Кто-то останавливается у одного из плакатов, какая-то старушка, я вижу, как она щурится, пытаясь понять, в чем там дело. Потом отходит, качая головой. Но сейчас же возвращается.
– И я тогда подумал: может, мне тоже придется когда-то убегать отсюда? Может, это просто проклятое место? Может, кто-то меня заставит, чтобы я убегал отсюда так быстро, что оставлю в подвале огурцы, а кастрюлю супа – на кухне? – Отец замолкает на миг, глотает воздух. – И я тогда подумал, что – никогда. Никто меня не заставит отсюда бежать.
Кто-то идет к нам, быстро. Это Брачак. Он взволнован, чуть не попадает под автомобиль. Машина тормозит с визгом совсем рядом с ним; из машины выглядывает бритый налысо парень, спрашивает Брачака, куда тот, сука, лезет.
– Хочешь поговорить? – спрашивает Брачак, бьет растопыренной ладонью в капот машины. – Хочешь поговорить?
Машина уезжает. Брачак подходит, потирает руки. Он зол. Отец подает ему термос.
– Слышал? – спрашивает Брачак.
– Что слышал? – спрашивает отец.
– Цирк, да и только, все говорят, а ты не слышал? Они поехали к цыганам, ворвались к Тобеку в дом, устроили обыск, машины реквизировали. Арестовали до выяснения двух сыновей Тобека. Скандал, Томек, такой, что – ух! Якобы женщину там толкнули, старую, тетку Тобека, говорят, та упала, вывихнула лодыжку. Те цыганские парни сейчас ездят по всей гмине, злые, как еб твою мать.
– Ищут Мацюся, – говорю я.
– Ага. Дело в Мацюсе. Мол, Тобек подозревается в его убийстве, – говорит отец. – Только этого не хватало. Только цыган разозлят.
– Это все бандиты, они друг друга стоят, цыгане там, не цыгане, – говорит Брачак. – Но такую глупость устраивать – прямо не знаю. Хотят, чтобы как в девяносто первом все было? Как в Млаве? [101] Чтобы окна цыганам кирпичами били? Зачем?
Отец наконец отворачивается от ратуши. Снимает шапку, чешет гладко выбритую голову. Смотрит на Брачака.

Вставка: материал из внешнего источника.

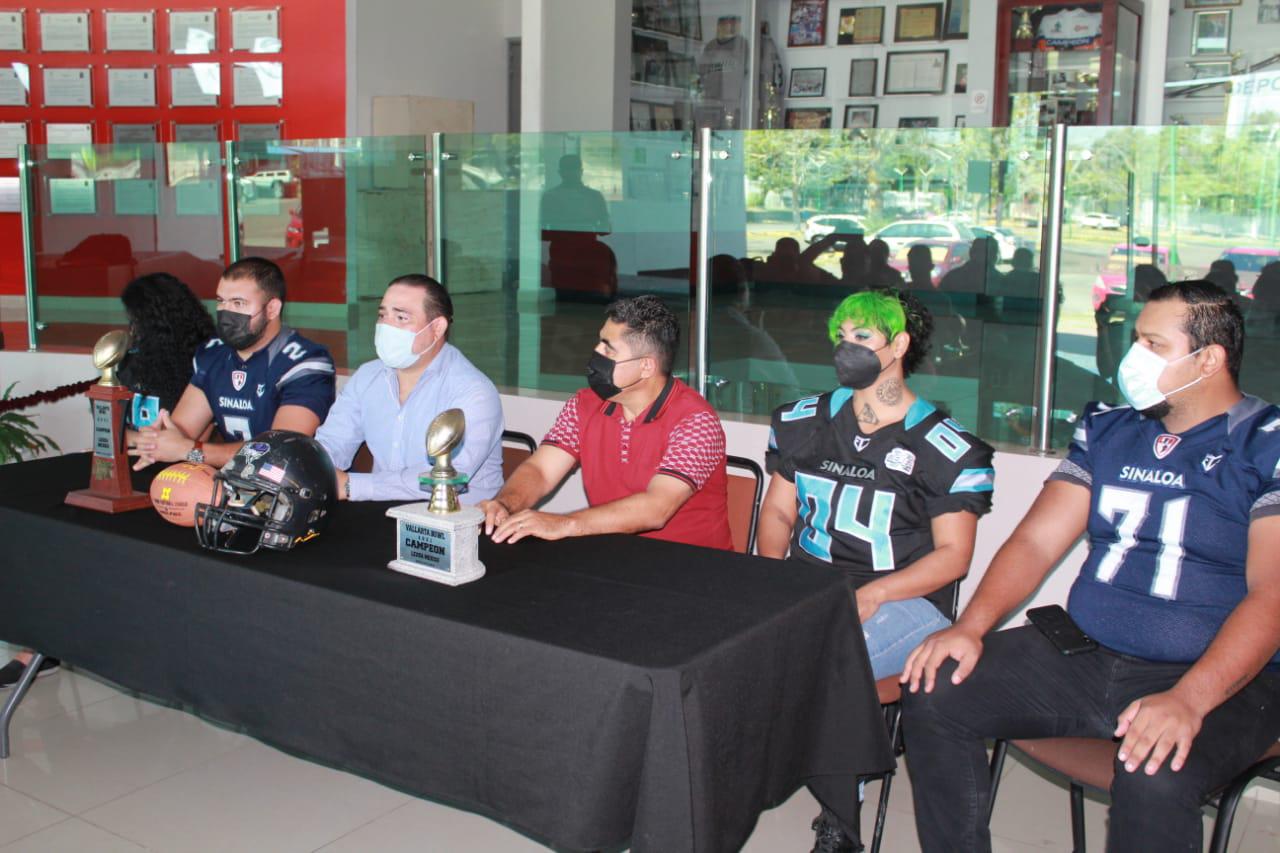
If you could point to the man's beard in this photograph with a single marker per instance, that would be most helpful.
(1159, 411)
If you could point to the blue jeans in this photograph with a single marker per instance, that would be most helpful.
(896, 629)
(1024, 688)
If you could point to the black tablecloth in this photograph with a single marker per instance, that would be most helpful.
(590, 693)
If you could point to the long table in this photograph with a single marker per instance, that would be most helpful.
(592, 693)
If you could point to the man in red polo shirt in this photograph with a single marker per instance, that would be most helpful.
(652, 450)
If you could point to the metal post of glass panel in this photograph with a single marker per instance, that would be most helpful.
(233, 237)
(1051, 264)
(753, 60)
(27, 203)
(437, 265)
(702, 292)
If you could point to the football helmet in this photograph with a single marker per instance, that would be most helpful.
(274, 493)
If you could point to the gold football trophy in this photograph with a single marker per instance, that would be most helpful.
(110, 489)
(438, 539)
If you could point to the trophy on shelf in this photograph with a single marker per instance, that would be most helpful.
(438, 539)
(110, 489)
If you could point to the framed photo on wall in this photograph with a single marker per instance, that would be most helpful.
(664, 117)
(862, 26)
(809, 118)
(641, 115)
(807, 24)
(862, 77)
(1211, 32)
(808, 82)
(915, 72)
(918, 22)
(860, 115)
(955, 23)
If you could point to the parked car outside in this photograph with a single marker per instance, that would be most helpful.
(904, 232)
(1114, 274)
(947, 254)
(1248, 261)
(818, 227)
(1105, 222)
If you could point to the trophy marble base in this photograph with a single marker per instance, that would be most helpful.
(110, 503)
(440, 547)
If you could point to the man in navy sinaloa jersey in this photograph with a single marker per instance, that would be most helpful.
(1179, 496)
(255, 375)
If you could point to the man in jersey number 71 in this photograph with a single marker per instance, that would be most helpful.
(255, 375)
(1179, 497)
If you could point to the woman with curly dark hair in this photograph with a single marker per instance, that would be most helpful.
(167, 325)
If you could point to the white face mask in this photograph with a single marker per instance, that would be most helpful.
(1139, 374)
(394, 346)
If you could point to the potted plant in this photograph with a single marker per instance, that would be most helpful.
(18, 436)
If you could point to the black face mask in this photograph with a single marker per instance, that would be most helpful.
(237, 329)
(856, 366)
(599, 375)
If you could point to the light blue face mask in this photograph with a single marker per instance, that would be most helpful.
(394, 346)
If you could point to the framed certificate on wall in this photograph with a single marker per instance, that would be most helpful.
(250, 132)
(195, 85)
(138, 133)
(257, 83)
(12, 31)
(256, 30)
(14, 85)
(131, 31)
(193, 32)
(64, 32)
(67, 86)
(918, 72)
(195, 132)
(12, 135)
(131, 86)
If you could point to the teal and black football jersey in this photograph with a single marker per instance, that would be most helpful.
(1169, 524)
(865, 502)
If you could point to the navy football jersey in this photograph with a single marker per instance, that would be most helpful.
(1169, 521)
(865, 501)
(246, 395)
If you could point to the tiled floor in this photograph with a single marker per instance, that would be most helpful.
(95, 770)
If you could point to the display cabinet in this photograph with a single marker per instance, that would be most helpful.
(1065, 62)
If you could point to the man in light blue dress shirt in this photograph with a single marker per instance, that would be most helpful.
(388, 404)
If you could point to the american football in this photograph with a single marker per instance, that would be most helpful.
(177, 491)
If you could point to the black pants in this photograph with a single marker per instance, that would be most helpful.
(1024, 688)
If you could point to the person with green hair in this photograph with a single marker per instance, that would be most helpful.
(874, 482)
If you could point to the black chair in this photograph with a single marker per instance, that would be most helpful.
(890, 694)
(1091, 762)
(516, 447)
(744, 502)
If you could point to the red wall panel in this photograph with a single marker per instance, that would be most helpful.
(312, 35)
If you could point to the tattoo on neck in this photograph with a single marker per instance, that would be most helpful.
(890, 392)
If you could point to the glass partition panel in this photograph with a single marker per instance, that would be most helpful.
(106, 214)
(341, 218)
(952, 214)
(1151, 204)
(542, 231)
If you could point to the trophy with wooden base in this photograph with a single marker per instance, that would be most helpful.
(110, 489)
(439, 539)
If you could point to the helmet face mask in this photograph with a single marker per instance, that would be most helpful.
(274, 493)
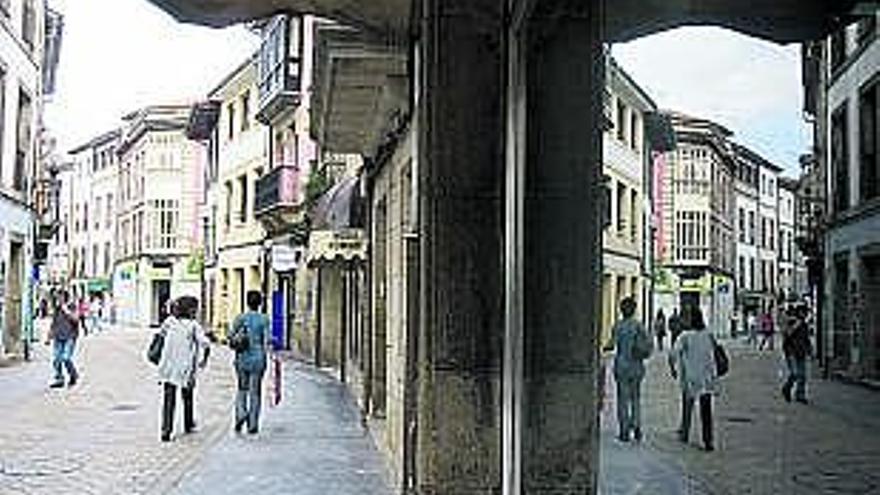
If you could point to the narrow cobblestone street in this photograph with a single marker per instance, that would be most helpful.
(764, 445)
(102, 437)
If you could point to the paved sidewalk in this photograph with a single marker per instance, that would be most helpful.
(101, 436)
(313, 443)
(764, 445)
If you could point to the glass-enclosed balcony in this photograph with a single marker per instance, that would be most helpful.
(278, 191)
(280, 67)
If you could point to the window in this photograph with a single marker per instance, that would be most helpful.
(98, 202)
(838, 48)
(840, 158)
(230, 124)
(866, 28)
(869, 159)
(23, 144)
(242, 207)
(634, 216)
(164, 220)
(96, 255)
(621, 206)
(109, 211)
(752, 284)
(621, 121)
(634, 130)
(106, 257)
(227, 218)
(245, 110)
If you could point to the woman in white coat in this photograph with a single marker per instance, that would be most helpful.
(185, 342)
(692, 362)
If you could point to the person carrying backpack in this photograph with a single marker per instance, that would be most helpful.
(250, 339)
(632, 346)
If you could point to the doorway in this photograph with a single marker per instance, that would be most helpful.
(12, 335)
(161, 294)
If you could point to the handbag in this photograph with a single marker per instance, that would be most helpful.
(239, 340)
(722, 362)
(154, 352)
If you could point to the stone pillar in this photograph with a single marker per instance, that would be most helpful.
(460, 131)
(562, 248)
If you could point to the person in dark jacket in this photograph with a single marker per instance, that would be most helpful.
(250, 363)
(797, 347)
(63, 333)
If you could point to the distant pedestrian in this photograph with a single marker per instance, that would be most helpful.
(660, 329)
(632, 345)
(768, 331)
(674, 326)
(752, 329)
(250, 337)
(63, 333)
(185, 350)
(797, 348)
(692, 363)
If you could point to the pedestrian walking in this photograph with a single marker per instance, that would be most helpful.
(692, 363)
(674, 326)
(185, 349)
(250, 339)
(632, 345)
(660, 329)
(752, 329)
(797, 348)
(63, 333)
(768, 331)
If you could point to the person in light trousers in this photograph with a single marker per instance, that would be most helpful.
(250, 363)
(692, 363)
(186, 349)
(629, 370)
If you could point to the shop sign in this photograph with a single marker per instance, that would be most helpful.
(285, 258)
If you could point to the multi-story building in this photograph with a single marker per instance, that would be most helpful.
(92, 218)
(852, 243)
(285, 78)
(158, 233)
(790, 262)
(239, 156)
(625, 165)
(758, 230)
(697, 268)
(21, 93)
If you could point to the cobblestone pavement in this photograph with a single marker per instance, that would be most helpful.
(311, 444)
(763, 444)
(101, 436)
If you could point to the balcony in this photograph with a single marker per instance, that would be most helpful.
(280, 65)
(278, 199)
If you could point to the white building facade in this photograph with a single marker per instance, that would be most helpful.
(852, 242)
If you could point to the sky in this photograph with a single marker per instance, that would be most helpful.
(750, 86)
(119, 55)
(144, 56)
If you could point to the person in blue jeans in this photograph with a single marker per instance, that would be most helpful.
(797, 348)
(63, 333)
(629, 370)
(250, 363)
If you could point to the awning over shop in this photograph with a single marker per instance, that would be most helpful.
(336, 246)
(341, 207)
(98, 285)
(777, 20)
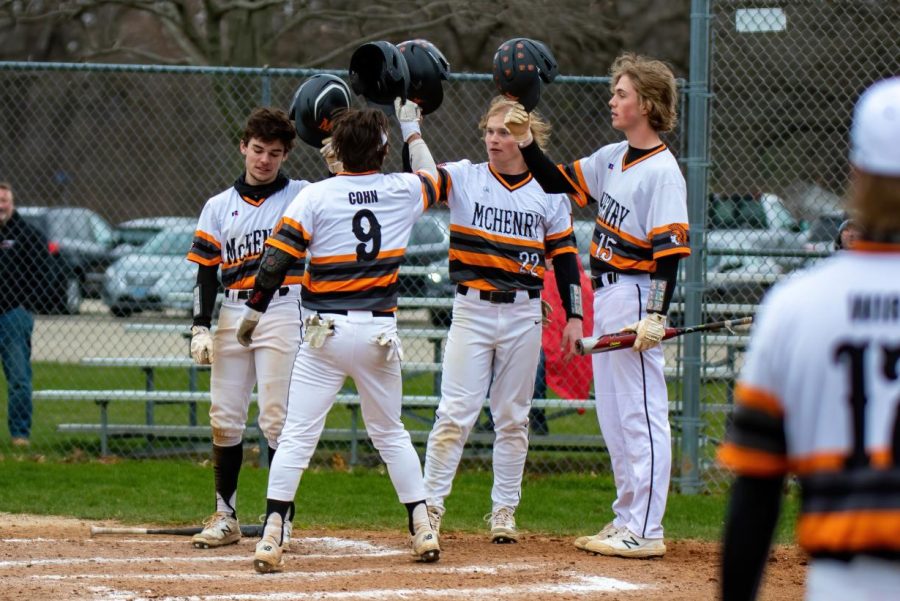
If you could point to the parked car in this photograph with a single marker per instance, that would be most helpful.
(81, 236)
(133, 233)
(155, 276)
(822, 232)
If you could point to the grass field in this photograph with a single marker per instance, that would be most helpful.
(181, 492)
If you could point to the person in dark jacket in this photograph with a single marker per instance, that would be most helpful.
(24, 258)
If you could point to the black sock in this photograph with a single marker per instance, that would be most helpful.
(227, 466)
(409, 509)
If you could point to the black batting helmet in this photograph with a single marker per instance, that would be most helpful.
(520, 65)
(378, 72)
(427, 68)
(315, 103)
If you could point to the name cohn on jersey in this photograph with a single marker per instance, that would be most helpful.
(249, 244)
(611, 212)
(506, 221)
(366, 197)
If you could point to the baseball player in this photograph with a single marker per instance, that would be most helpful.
(640, 235)
(819, 395)
(354, 229)
(503, 228)
(231, 231)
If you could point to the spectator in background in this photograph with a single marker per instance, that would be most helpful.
(848, 233)
(24, 259)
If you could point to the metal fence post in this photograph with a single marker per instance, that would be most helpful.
(697, 163)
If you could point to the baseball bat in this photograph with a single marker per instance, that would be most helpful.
(612, 342)
(254, 530)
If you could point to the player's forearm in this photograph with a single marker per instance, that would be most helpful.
(545, 171)
(662, 285)
(272, 270)
(420, 156)
(752, 516)
(568, 284)
(205, 291)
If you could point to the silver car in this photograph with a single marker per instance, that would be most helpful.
(155, 276)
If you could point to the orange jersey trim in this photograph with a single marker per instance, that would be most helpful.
(485, 260)
(643, 158)
(354, 285)
(286, 248)
(398, 252)
(751, 463)
(849, 530)
(506, 184)
(757, 398)
(500, 239)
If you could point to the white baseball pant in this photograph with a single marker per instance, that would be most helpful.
(494, 346)
(237, 369)
(317, 378)
(633, 411)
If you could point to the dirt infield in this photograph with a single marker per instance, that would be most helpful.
(55, 558)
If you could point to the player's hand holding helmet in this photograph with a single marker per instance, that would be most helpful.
(409, 115)
(650, 331)
(327, 151)
(247, 324)
(202, 346)
(518, 122)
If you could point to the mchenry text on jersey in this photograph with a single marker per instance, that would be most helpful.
(506, 221)
(611, 212)
(249, 244)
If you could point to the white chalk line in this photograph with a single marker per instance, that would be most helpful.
(418, 569)
(579, 585)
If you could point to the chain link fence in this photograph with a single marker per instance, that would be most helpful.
(103, 157)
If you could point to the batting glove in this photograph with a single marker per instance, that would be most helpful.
(650, 331)
(518, 122)
(249, 321)
(201, 346)
(409, 115)
(327, 152)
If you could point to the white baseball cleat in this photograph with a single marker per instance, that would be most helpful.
(220, 529)
(503, 526)
(607, 531)
(627, 544)
(268, 556)
(435, 515)
(425, 545)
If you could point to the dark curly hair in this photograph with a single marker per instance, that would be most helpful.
(270, 125)
(359, 139)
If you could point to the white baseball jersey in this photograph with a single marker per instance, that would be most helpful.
(641, 208)
(819, 397)
(233, 229)
(501, 233)
(355, 235)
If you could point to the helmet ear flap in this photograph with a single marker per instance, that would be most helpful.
(427, 69)
(520, 65)
(379, 73)
(316, 102)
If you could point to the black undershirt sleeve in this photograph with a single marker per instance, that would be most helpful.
(749, 525)
(667, 271)
(567, 277)
(545, 172)
(273, 268)
(205, 294)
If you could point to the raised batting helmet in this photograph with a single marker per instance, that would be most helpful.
(314, 105)
(427, 68)
(378, 72)
(520, 65)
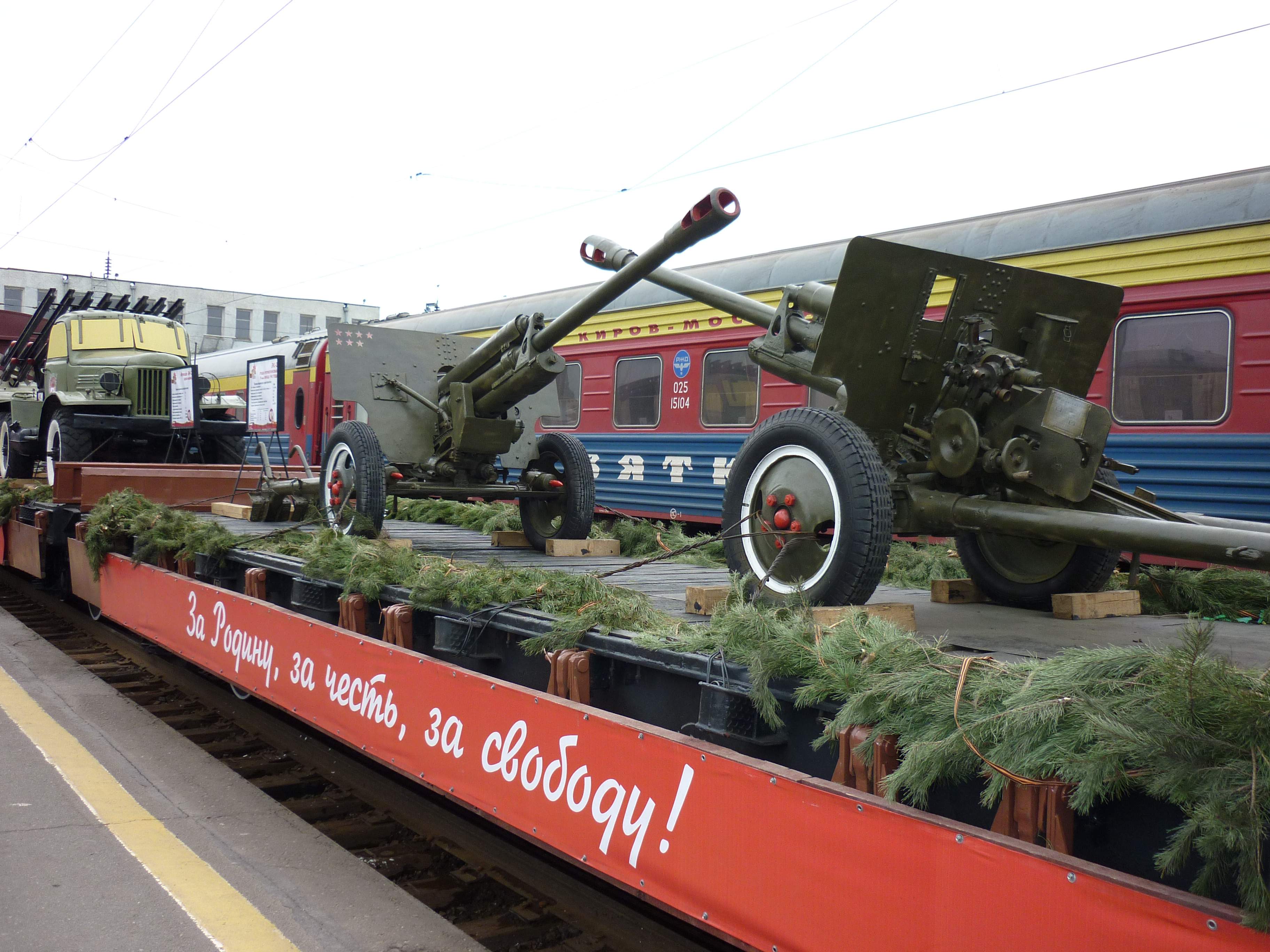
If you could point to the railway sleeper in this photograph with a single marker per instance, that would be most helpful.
(361, 832)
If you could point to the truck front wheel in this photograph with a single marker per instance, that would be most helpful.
(64, 442)
(13, 465)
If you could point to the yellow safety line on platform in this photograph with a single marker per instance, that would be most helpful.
(218, 909)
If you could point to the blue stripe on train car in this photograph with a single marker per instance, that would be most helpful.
(1218, 474)
(1215, 474)
(662, 473)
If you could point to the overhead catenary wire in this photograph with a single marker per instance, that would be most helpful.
(766, 36)
(56, 108)
(952, 106)
(773, 153)
(784, 86)
(147, 122)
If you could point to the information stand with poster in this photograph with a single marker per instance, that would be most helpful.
(265, 399)
(183, 402)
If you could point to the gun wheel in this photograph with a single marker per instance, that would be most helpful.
(352, 480)
(562, 459)
(13, 465)
(1027, 573)
(808, 508)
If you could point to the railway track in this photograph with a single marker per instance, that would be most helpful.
(500, 890)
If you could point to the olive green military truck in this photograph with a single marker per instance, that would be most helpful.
(91, 381)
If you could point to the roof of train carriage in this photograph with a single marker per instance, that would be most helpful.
(1178, 207)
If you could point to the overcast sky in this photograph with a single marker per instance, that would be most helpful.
(407, 153)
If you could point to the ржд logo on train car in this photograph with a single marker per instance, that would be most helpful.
(681, 364)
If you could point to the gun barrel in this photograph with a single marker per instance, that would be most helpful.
(489, 351)
(812, 298)
(606, 253)
(709, 216)
(950, 513)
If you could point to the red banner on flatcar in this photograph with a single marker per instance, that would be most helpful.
(764, 856)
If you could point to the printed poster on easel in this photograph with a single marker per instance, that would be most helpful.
(265, 380)
(182, 404)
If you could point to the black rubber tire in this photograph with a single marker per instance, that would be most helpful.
(1088, 570)
(224, 450)
(864, 492)
(73, 443)
(13, 465)
(567, 458)
(361, 442)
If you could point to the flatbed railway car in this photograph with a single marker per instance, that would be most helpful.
(662, 393)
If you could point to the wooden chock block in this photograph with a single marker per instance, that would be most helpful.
(570, 548)
(1076, 606)
(896, 612)
(956, 592)
(352, 612)
(254, 583)
(399, 625)
(232, 511)
(704, 600)
(510, 539)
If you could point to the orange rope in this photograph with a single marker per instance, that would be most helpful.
(957, 703)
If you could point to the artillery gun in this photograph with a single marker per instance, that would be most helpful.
(442, 415)
(958, 411)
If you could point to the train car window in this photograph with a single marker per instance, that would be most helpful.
(729, 389)
(1169, 368)
(570, 393)
(638, 391)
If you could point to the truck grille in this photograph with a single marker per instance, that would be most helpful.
(151, 398)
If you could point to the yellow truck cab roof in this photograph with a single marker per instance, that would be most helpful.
(117, 331)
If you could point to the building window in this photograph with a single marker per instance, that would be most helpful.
(304, 355)
(1171, 367)
(638, 391)
(570, 393)
(215, 322)
(729, 389)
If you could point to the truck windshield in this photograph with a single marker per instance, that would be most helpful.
(130, 333)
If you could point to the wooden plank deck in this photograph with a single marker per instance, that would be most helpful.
(985, 629)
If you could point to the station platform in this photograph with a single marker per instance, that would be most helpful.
(119, 834)
(983, 629)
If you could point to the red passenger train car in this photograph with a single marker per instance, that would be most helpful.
(662, 393)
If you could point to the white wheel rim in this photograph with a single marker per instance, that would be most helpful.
(341, 461)
(53, 440)
(752, 559)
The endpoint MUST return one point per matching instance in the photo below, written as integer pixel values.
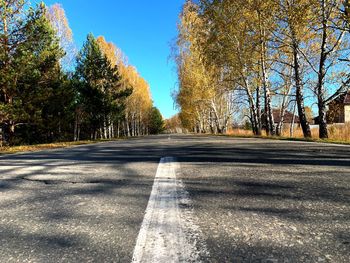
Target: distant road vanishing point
(177, 198)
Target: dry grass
(38, 147)
(338, 133)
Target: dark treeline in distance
(50, 92)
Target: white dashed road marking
(168, 233)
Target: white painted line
(168, 233)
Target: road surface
(177, 198)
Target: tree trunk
(299, 90)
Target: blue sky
(142, 29)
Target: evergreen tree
(156, 121)
(98, 85)
(35, 72)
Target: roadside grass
(46, 146)
(338, 134)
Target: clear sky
(143, 30)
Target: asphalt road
(253, 200)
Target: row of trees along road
(51, 92)
(247, 57)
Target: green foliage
(156, 121)
(40, 102)
(98, 86)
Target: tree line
(249, 58)
(50, 92)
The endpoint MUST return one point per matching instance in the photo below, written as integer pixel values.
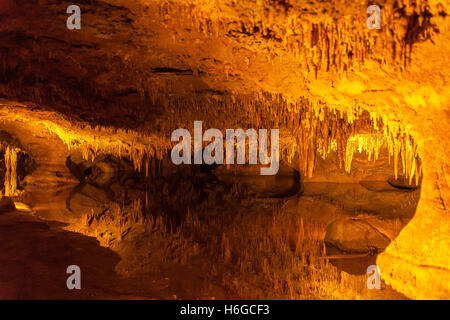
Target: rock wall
(147, 67)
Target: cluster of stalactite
(10, 184)
(369, 143)
(334, 45)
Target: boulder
(357, 235)
(104, 172)
(402, 183)
(6, 205)
(86, 199)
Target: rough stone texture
(130, 56)
(6, 205)
(356, 235)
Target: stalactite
(11, 171)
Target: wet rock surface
(6, 205)
(358, 235)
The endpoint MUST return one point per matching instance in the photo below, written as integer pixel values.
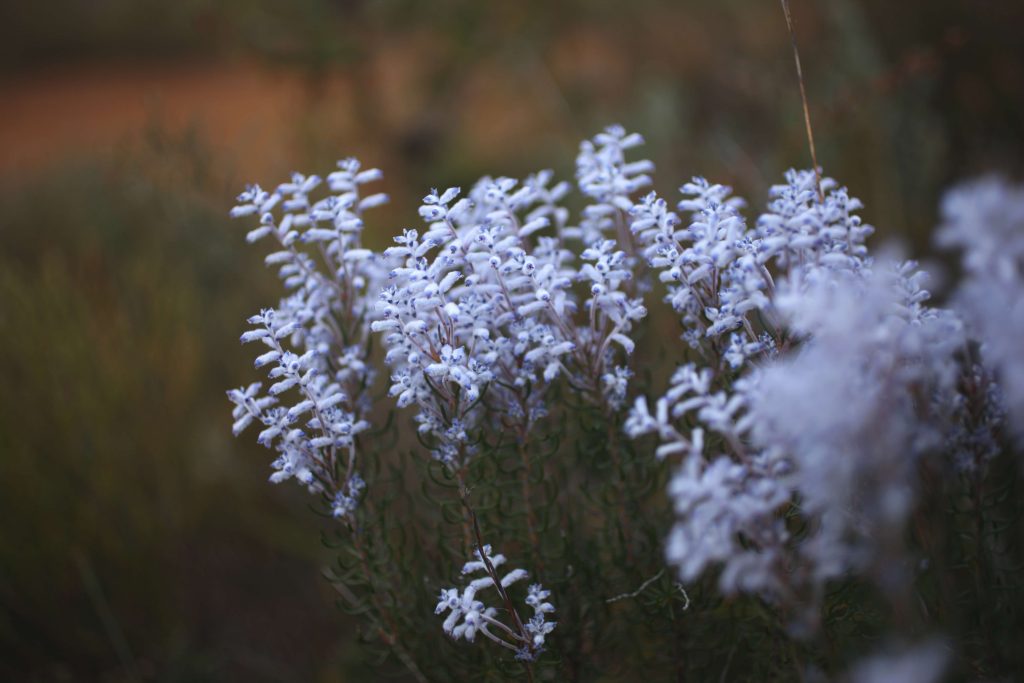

– Какое убийство? Какое, сука, убийство? С Бернатом нет убийства, а с Мацюсем – типа убийство. С Мацюсем, который наверняка свалил к немцам или лежит где-нибудь в лесу под Калининградом.
– А может, лежит тут, в лесу, – прерывает его Юстина. Закуривает новую сигарету. Отец поворачивается к ней. – Этот мужик в лесу, Ведьмак, – он что-то знает, чего не хочет говорить. И кто-то ему помогает, кто-то его содержит. Якобы он может спрятать в лесу все, прятал там машины. А тело – оно поменьше машины, – добавляет она через миг.
– Ты что, думаешь, эти цыгане ему теперь помогают? – спрашивает Брачак.
– На них свалить – проще всего. Я о том, что это довольно ловко: совершить несколько убийств и в каждом обвинить кого-то другого, кто мог бы их совершить, – отвечает она.